In the 100th episode, Zimmern travels to Las Vegas to uncover why this city is all about extremes - biggest, best, most expensive and elaborate. From over-the-top-excess including $750 cupcakes, $1,000 sundaes, and a hamburger priced at $5,000, Zimmern goes behind the velvet curtain at some of "Sin City's" top luxury hotels including the Bellagio and MGM Grand. At the Bellagio buffet - feeding 4,000 people a day, armies of people turn out handcrafted perfection in quantity (over 16,000 pastries per day) with a supply of top quality items including 4,000 homemade sausages, 400 pounds of prime rib and 2500 pounds of fish - delivered fresh six days a week. Over at MGM Grand, where special event parties happen year-round, Zimmern goes backstage at the celebrity-filled Muhammad Ali 70th Birthday Bash to see how they serve a world-class dinner to 1800 guests - each of whom needs to be treated like a star.

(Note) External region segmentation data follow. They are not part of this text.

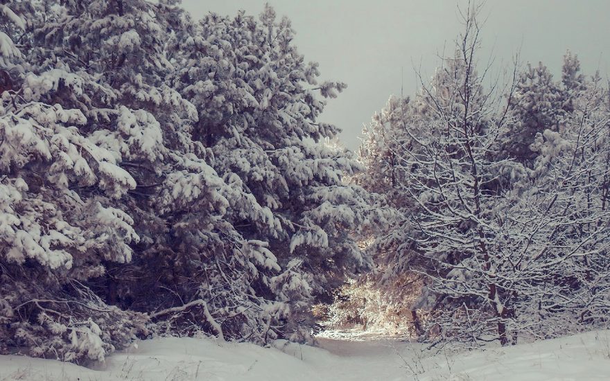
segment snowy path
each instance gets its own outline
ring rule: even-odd
[[[421,352],[392,339],[319,339],[277,348],[209,339],[141,342],[94,370],[53,360],[0,356],[0,381],[608,380],[610,331],[455,355]]]

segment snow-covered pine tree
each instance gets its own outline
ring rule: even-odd
[[[259,20],[211,14],[184,41],[172,82],[197,107],[193,137],[232,186],[231,239],[214,252],[192,243],[214,258],[202,263],[210,281],[201,297],[225,332],[259,341],[308,336],[314,299],[370,266],[354,233],[383,219],[367,192],[343,182],[357,164],[323,144],[338,130],[318,121],[317,94],[336,96],[345,85],[318,84],[317,64],[304,63],[293,38],[268,6]]]
[[[103,89],[54,56],[37,33],[60,10],[44,2],[0,7],[8,16],[0,32],[1,349],[103,360],[146,332],[146,317],[106,305],[85,285],[104,274],[103,263],[132,258],[130,244],[139,238],[114,204],[135,181],[117,152],[88,136],[85,105]]]
[[[503,91],[485,89],[489,68],[475,69],[476,11],[458,54],[413,100],[374,118],[361,150],[378,171],[374,186],[409,206],[390,235],[402,234],[410,250],[397,245],[386,257],[426,276],[414,308],[430,310],[423,328],[433,342],[506,344],[601,326],[608,89],[568,54],[561,83],[541,64],[513,71]],[[387,185],[395,183],[398,190]]]
[[[507,135],[500,138],[498,154],[511,157],[531,168],[536,152],[530,148],[536,134],[545,130],[557,130],[561,109],[562,94],[542,62],[530,64],[523,71],[512,94],[509,112],[514,119]]]

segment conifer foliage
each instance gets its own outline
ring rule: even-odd
[[[423,277],[411,308],[425,312],[431,342],[507,344],[600,326],[607,86],[569,52],[561,82],[542,64],[488,81],[490,68],[476,64],[479,9],[464,13],[455,55],[365,132],[360,182],[401,211],[376,245],[378,264],[386,278]]]
[[[383,222],[324,145],[290,21],[0,1],[0,351],[101,360],[195,330],[305,339]]]

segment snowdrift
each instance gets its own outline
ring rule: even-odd
[[[449,355],[398,339],[278,341],[273,348],[210,339],[140,342],[92,368],[0,356],[0,380],[542,380],[610,379],[610,331]]]

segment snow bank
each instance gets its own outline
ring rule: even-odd
[[[542,380],[610,379],[610,331],[449,355],[390,339],[320,339],[322,348],[279,341],[274,348],[165,338],[140,342],[87,369],[0,356],[9,380]]]

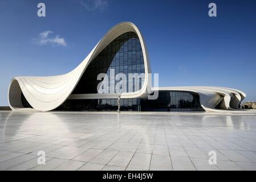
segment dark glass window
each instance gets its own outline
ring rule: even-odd
[[[159,91],[155,100],[141,100],[142,111],[204,111],[199,95],[192,92]]]
[[[96,93],[97,85],[101,81],[97,80],[99,73],[106,73],[109,81],[115,80],[115,77],[110,78],[110,69],[115,69],[115,75],[119,73],[125,74],[127,81],[124,92],[139,90],[137,88],[129,88],[128,81],[128,73],[145,73],[141,46],[135,32],[121,35],[107,46],[89,64],[72,94]],[[140,80],[140,85],[142,85],[144,79]],[[114,86],[110,85],[110,81],[109,85]]]

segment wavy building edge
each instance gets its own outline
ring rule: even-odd
[[[66,100],[76,97],[71,93],[90,63],[116,38],[123,34],[133,32],[138,36],[143,53],[145,79],[141,89],[135,92],[121,94],[87,94],[86,99],[134,98],[145,97],[152,91],[188,91],[197,93],[202,107],[206,111],[222,112],[239,109],[241,102],[246,95],[242,91],[217,86],[172,86],[151,88],[151,64],[145,40],[139,28],[131,22],[122,22],[110,29],[84,60],[71,72],[61,75],[35,77],[20,76],[12,78],[8,91],[9,106],[13,110],[34,109],[50,111],[60,106]],[[22,94],[32,107],[25,107]],[[77,96],[79,97],[79,96]],[[218,105],[220,109],[216,108]]]

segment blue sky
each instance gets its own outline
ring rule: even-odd
[[[39,2],[46,17],[37,16]],[[208,16],[210,2],[217,17]],[[144,36],[160,86],[226,86],[256,101],[255,7],[236,0],[1,1],[0,106],[7,105],[13,77],[70,71],[124,21]]]

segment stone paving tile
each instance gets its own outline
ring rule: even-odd
[[[124,167],[106,165],[102,169],[102,171],[124,171],[125,169]]]
[[[149,170],[172,170],[170,156],[169,155],[152,154]]]
[[[46,162],[44,165],[37,165],[31,171],[52,171],[68,161],[66,159],[52,159]]]
[[[239,165],[232,161],[218,160],[216,166],[222,171],[242,170],[242,168]]]
[[[109,165],[127,167],[134,152],[119,151],[108,163]]]
[[[254,113],[2,114],[0,170],[256,170]],[[47,167],[36,163],[41,150]]]
[[[5,170],[14,166],[23,163],[36,156],[29,154],[22,155],[18,157],[0,163],[0,170]],[[37,160],[37,158],[36,159]]]
[[[169,151],[171,156],[188,156],[184,148],[180,146],[168,146]]]
[[[33,156],[34,157],[34,156]],[[46,164],[45,165],[40,165],[41,166],[46,166],[48,165],[48,163],[50,161],[52,158],[46,158]],[[34,158],[31,159],[26,160],[22,163],[13,166],[10,168],[7,168],[6,170],[9,171],[27,171],[30,170],[31,169],[39,166],[38,163],[38,158]]]
[[[75,171],[78,170],[85,164],[85,162],[80,161],[68,160],[55,168],[54,171]]]
[[[220,171],[214,164],[209,164],[208,159],[202,158],[190,158],[193,164],[197,170],[199,171]]]
[[[90,148],[66,146],[48,153],[47,156],[63,159],[72,159]]]
[[[151,154],[135,153],[131,160],[128,167],[149,169]]]
[[[90,163],[107,164],[117,154],[117,151],[104,150],[90,161]]]
[[[104,166],[104,164],[87,163],[80,168],[78,171],[100,171]]]
[[[73,160],[89,162],[102,151],[102,150],[91,148],[74,158]]]
[[[171,156],[172,164],[175,171],[194,171],[196,168],[188,157]]]

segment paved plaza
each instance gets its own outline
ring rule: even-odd
[[[256,113],[1,111],[0,170],[256,170]]]

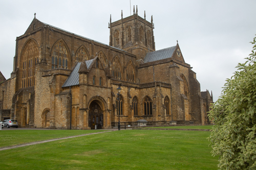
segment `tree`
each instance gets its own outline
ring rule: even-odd
[[[215,125],[208,139],[221,169],[256,169],[255,41],[247,61],[226,80],[208,116]]]

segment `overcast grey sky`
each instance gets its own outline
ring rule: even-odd
[[[109,44],[112,21],[130,15],[130,0],[0,0],[0,71],[10,77],[15,39],[25,32],[36,13],[40,21]],[[256,34],[255,0],[135,1],[138,14],[153,15],[156,50],[179,41],[185,61],[193,67],[201,91],[212,90],[214,100],[239,62],[250,54]]]

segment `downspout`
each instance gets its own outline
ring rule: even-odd
[[[69,93],[70,94],[70,130],[71,130],[71,123],[72,121],[72,94],[71,94],[71,86],[69,86]]]
[[[153,77],[154,77],[154,82],[155,82],[155,67],[153,65]]]
[[[173,105],[172,105],[172,88],[170,89],[170,114],[172,115],[172,121],[173,121]]]

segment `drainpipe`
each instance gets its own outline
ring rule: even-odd
[[[71,123],[72,121],[72,94],[71,94],[71,86],[69,86],[69,93],[70,94],[70,130],[71,130]]]
[[[170,89],[170,114],[172,115],[172,121],[173,121],[173,105],[172,105],[172,89]]]

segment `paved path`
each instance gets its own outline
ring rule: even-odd
[[[105,132],[113,132],[114,131],[115,131],[115,130],[111,130],[108,131],[103,131],[103,132],[96,132],[96,133],[89,133],[89,134],[84,134],[83,135],[77,135],[77,136],[68,136],[68,137],[61,137],[60,138],[52,139],[49,139],[49,140],[42,140],[42,141],[38,141],[33,142],[31,142],[31,143],[24,143],[24,144],[15,145],[14,146],[0,148],[0,151],[7,150],[10,150],[11,149],[14,149],[14,148],[17,148],[29,146],[30,145],[33,145],[33,144],[39,144],[39,143],[46,143],[46,142],[51,142],[51,141],[53,141],[72,138],[74,137],[79,137],[79,136],[87,136],[87,135],[93,135],[93,134],[99,134],[99,133],[105,133]]]

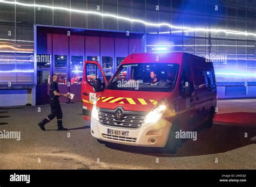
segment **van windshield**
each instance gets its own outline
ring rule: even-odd
[[[178,64],[166,63],[123,64],[106,89],[170,92],[174,88],[178,69]]]

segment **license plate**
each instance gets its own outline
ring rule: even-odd
[[[122,136],[128,137],[129,136],[129,132],[125,131],[114,130],[107,128],[107,134],[111,135],[116,135],[117,136]]]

Since cooking and eating on such a huge scale creates a mountain of garbage (8,000 pounds per day at one resort), the overload of waste needs to be managed. Through an unlikely alliance between luxury resorts and a Las Vegas pig farm owned by R.C. Combs, Zimmern follows the trail of trash to see how it is being transformed into something edible. Through the ingenious custom-made conveyor Combs constructed over 20 years ago, heavily sorted food scraps empty into ten-ton cookers that eventually become a slop for pigs that in turn are sold back to local distributors for processing, and the animals wind up back on the dinner table. Once again, Zimmern proves that one man's trash is another man's treasure!